The power of Subagent-Driven Development: I delegated all four Plans to subagents as task units and ran two-stage validation — spec compliance review plus code quality review. The ability to ship a v0.1.0 with 85 passing tests in a single day was fundamentally made possible by this approach.

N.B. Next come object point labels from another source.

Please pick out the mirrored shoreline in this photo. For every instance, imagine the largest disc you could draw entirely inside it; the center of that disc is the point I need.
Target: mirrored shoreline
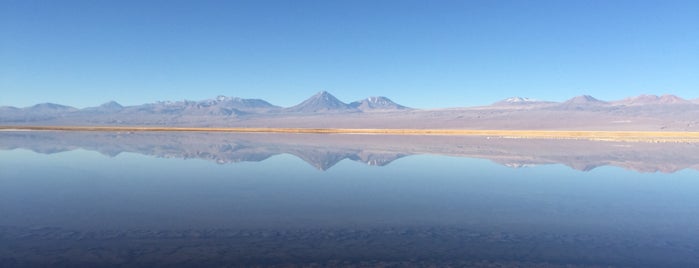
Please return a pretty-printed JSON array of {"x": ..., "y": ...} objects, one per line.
[{"x": 323, "y": 151}]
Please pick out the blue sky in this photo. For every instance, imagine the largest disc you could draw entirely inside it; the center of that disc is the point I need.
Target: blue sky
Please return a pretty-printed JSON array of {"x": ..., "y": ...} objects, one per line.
[{"x": 419, "y": 53}]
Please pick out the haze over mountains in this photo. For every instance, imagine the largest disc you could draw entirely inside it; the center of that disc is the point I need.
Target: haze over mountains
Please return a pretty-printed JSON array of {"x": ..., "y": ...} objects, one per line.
[{"x": 323, "y": 110}]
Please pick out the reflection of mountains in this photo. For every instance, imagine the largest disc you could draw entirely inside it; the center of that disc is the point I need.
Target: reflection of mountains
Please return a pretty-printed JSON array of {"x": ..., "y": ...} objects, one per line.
[{"x": 324, "y": 151}]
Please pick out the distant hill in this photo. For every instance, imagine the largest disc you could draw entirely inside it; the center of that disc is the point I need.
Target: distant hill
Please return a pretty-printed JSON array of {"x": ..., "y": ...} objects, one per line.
[
  {"x": 377, "y": 103},
  {"x": 323, "y": 110},
  {"x": 320, "y": 102}
]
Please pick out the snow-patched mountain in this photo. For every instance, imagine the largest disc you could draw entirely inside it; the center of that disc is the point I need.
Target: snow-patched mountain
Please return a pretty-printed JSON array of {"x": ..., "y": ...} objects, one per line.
[
  {"x": 582, "y": 102},
  {"x": 377, "y": 104},
  {"x": 652, "y": 100},
  {"x": 221, "y": 105},
  {"x": 48, "y": 107},
  {"x": 321, "y": 102}
]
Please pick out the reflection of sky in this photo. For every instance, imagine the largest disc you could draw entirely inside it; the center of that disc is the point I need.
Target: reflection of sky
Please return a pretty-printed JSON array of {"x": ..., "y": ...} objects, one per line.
[{"x": 85, "y": 189}]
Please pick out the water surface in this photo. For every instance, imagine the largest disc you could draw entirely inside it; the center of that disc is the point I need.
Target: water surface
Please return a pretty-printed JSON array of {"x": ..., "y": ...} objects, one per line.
[{"x": 192, "y": 199}]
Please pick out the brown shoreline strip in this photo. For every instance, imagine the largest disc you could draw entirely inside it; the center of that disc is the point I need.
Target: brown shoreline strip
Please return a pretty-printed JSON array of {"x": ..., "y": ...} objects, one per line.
[{"x": 649, "y": 136}]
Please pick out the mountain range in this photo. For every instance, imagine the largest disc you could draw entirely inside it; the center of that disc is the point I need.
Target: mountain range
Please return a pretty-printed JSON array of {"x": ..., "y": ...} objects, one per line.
[{"x": 323, "y": 110}]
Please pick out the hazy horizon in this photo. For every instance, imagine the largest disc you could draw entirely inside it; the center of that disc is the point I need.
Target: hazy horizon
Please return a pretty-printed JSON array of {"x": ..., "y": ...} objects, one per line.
[{"x": 425, "y": 54}]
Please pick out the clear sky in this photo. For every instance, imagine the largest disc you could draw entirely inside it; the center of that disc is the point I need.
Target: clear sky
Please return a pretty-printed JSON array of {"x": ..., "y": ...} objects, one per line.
[{"x": 423, "y": 54}]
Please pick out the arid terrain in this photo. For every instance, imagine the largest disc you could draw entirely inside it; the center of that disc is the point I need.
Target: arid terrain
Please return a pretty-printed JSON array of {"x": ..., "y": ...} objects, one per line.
[{"x": 641, "y": 113}]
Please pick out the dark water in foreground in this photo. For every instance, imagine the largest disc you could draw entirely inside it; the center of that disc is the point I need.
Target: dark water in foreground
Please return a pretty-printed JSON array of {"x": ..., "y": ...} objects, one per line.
[{"x": 86, "y": 199}]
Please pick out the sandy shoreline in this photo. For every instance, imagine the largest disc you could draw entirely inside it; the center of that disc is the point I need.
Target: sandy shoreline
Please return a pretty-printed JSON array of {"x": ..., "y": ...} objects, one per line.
[{"x": 648, "y": 136}]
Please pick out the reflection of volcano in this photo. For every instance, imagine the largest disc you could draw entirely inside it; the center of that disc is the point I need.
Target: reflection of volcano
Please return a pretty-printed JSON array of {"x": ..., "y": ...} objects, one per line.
[{"x": 323, "y": 151}]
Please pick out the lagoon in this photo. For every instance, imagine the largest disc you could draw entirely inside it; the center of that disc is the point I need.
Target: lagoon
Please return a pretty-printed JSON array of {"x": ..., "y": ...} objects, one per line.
[{"x": 221, "y": 199}]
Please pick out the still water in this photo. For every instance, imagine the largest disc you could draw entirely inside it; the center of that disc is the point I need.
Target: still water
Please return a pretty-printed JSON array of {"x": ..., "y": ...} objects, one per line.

Evolution of the “Marketplace First” principle: The initial design had me writing seed templates and customizing with /skill-builder. User feedback — “why build this when good plugins already exist?” — prompted a pivot. Removing all skill/agent templates in favor of marketplace-first exploration meant deleting a significant amount of code, but dramatically reduced ongoing maintenance burden.

The 0-token shell hook design: guardrails, session-start, and session-end all run on pure bash + jq — no Claude API calls. This minimizes per-session token consumption while automating dangerous action blocking, briefings, and log collection.

A data pipeline for v2: The real value of v1 is less in the features themselves than in the data accumulation structure. As session-logs, failures.json, and insights-history.json build up, v2 can offer automatic agent generation, automatic skill generation, and automatic preset adjustment. v1 is the foundation for v2.